Bilgin Sasmaz/Anadolu Agency via Getty Images

Why do law enforcement officials feel they need military-grade equipment to police our streets? Apparently, they feel they're really fighting a war — a war on drugs.

The 2014 Ferguson, Missouri, protests put a lot of attention on the military-grade equipment used by some law enforcement agencies for even basic policing. And public police advocates said they need the weapons to fight major threats, such as terrorism.

But it turns out the real focus may be drugs.

Mother Jones's Molly Redden requested records of police departments' applications for armored vehicles to the Pentagon between 2012 and 2014. What she found is that most police agencies said they needed mine-resistant ambush-protected vehicles (MRAPs) — which some have compared to tanks — to help fight drug trafficking. Cops rarely cited active shooters, hostage situations, or terrorism, as police advocates did in the past year's debate over the military-grade equipment.
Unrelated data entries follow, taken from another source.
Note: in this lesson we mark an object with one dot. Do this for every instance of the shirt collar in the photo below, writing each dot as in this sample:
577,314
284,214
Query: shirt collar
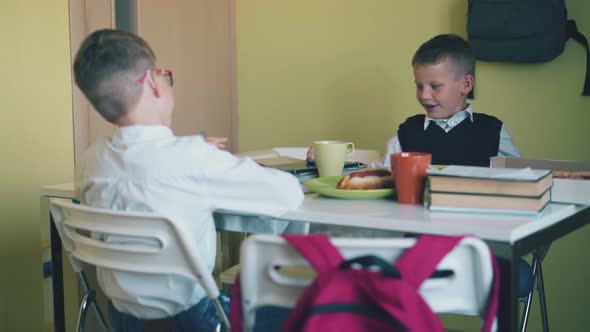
131,134
454,120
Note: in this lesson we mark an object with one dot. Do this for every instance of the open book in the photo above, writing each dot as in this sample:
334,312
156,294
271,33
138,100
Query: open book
272,158
269,157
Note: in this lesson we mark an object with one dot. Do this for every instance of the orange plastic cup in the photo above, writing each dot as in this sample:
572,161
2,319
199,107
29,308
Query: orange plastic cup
409,171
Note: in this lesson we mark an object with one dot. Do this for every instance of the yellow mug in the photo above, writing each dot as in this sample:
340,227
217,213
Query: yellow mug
330,156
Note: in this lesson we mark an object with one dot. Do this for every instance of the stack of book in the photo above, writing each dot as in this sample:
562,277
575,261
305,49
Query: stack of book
482,189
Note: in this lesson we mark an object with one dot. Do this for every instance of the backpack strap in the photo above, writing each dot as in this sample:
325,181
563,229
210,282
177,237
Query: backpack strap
420,261
317,249
572,32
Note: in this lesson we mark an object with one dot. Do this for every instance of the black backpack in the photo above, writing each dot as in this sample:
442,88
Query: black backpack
522,31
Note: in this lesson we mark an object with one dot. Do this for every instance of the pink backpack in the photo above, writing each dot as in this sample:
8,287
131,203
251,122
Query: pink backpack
343,299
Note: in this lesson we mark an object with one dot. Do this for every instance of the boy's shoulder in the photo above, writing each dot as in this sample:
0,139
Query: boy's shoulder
485,117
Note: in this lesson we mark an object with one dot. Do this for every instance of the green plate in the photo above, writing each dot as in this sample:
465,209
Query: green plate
327,186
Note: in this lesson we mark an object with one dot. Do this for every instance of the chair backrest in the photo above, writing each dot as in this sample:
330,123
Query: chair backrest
127,241
263,257
365,156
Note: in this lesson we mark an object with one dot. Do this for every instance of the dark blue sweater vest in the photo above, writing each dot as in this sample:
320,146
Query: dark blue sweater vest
468,143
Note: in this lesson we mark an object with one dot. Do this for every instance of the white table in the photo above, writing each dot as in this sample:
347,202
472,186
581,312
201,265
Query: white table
509,236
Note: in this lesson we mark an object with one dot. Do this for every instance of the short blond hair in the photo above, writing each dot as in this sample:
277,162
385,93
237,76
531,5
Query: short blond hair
107,68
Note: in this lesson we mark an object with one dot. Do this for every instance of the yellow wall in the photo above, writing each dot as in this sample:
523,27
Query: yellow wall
35,144
340,69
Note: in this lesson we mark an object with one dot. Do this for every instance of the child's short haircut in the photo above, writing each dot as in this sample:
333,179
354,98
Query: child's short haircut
443,47
107,68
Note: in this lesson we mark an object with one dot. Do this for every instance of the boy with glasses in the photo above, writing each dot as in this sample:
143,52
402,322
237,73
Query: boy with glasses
144,167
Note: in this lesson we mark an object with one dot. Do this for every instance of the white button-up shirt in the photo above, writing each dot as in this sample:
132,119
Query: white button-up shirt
506,147
148,169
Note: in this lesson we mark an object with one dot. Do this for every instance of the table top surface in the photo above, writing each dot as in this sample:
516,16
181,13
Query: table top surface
383,214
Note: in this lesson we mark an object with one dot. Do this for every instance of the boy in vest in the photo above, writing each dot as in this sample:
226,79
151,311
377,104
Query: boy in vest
444,73
145,167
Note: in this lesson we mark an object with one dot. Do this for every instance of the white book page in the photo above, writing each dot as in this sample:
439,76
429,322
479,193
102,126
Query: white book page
522,174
Redden ran through the numbers:

[T]he single most common reason agencies requested a mine-resistant vehicle was to combat drugs. Fully a quarter of the 465 requests projected using the vehicles for drug enforcement. Almost half of all departments indicated that they sit within a region designated by the federal government as a High Intensity Drug Trafficking Area. (Nationwide, only 17 percent of counties are HIDTAs.) One out of six departments were prepared to use the vehicles to serve search or arrest warrants on individuals who had yet to be convicted of a crime. And more than half of the departments indicated they were willing to deploy armored vehicles in a broad range of Special Weapons and Tactics (SWAT) raids.

By contrast, out of the total 465 requests, only 8 percent mention the possibility of a barricaded gunman. For hostage situations, the number is 7 percent, for active shooters, 6 percent. Only a handful mentioned downed officers or the possibility of terrorism.

Some of the requests even focused on marijuana, which is now legal in four states. Here are a few examples, taken from the full documents obtained by Mother Jones:

  • Shasta County, California, Sheriff's Office: "The Armored Tactical Vehicle will be used during apprehension of suspects in both Marijuana eradication and during high risk search warrant service for drug offenders. It will also be used to assist allied agencies."
  • Cass County, Minnesota, Sheriff's Office: "significant increase of outdoor Marijuana grows with in [sic] the county."
  • Clearwater County, Idaho, Sheriff's Office: "The MRAP will be used for Drug and Marijuana eradication. The nearest MRAP is 6 hours from us. The MRAP will help provide safety to Deputies when performing high risk operations."

It's unclear just how much of a drug and marijuana trafficking problem Cass County, with a population of 28,500, and Clearwater County, with a population of 8,500, have. But apparently the sheriff's offices think they're big enough issues to require trucks that can withstand bomb blasts to address.

But not all of the police departments had their requests fulfilled. Out of the 466 applications filed, Redden estimated "a few dozen" got the vehicles, based on federal data obtained by the New York Times and the Marshall Project.

The focus on drugs isn't exactly surprising, given that the federal program was first established in the 1990s to help fight the drug war. The Pentagon's 1033 program supplies police departments with surplus military equipment — from MRAPs to combat rifles — with the explicit goals of fighting drugs and terrorism. (Other programs from the Department of Homeland Security and Department of Justice also help provide this type of equipment to police.)

But even if police don't request these trucks to fight drugs, they may end up using them in those scenarios anyway. That's because the 1033 program requires police use the equipment within a year of obtaining it, or the federal government takes it back. The American Civil Liberties Union argues that this essentially encourages police to use the weapons even when they're not totally necessary.

Still, many law enforcement agencies genuinely feel they need these kinds of weapons — even in seemingly tiny communities — to fight drugs. And that's just another way the war on drugs has changed policing in the US to be far more aggressive.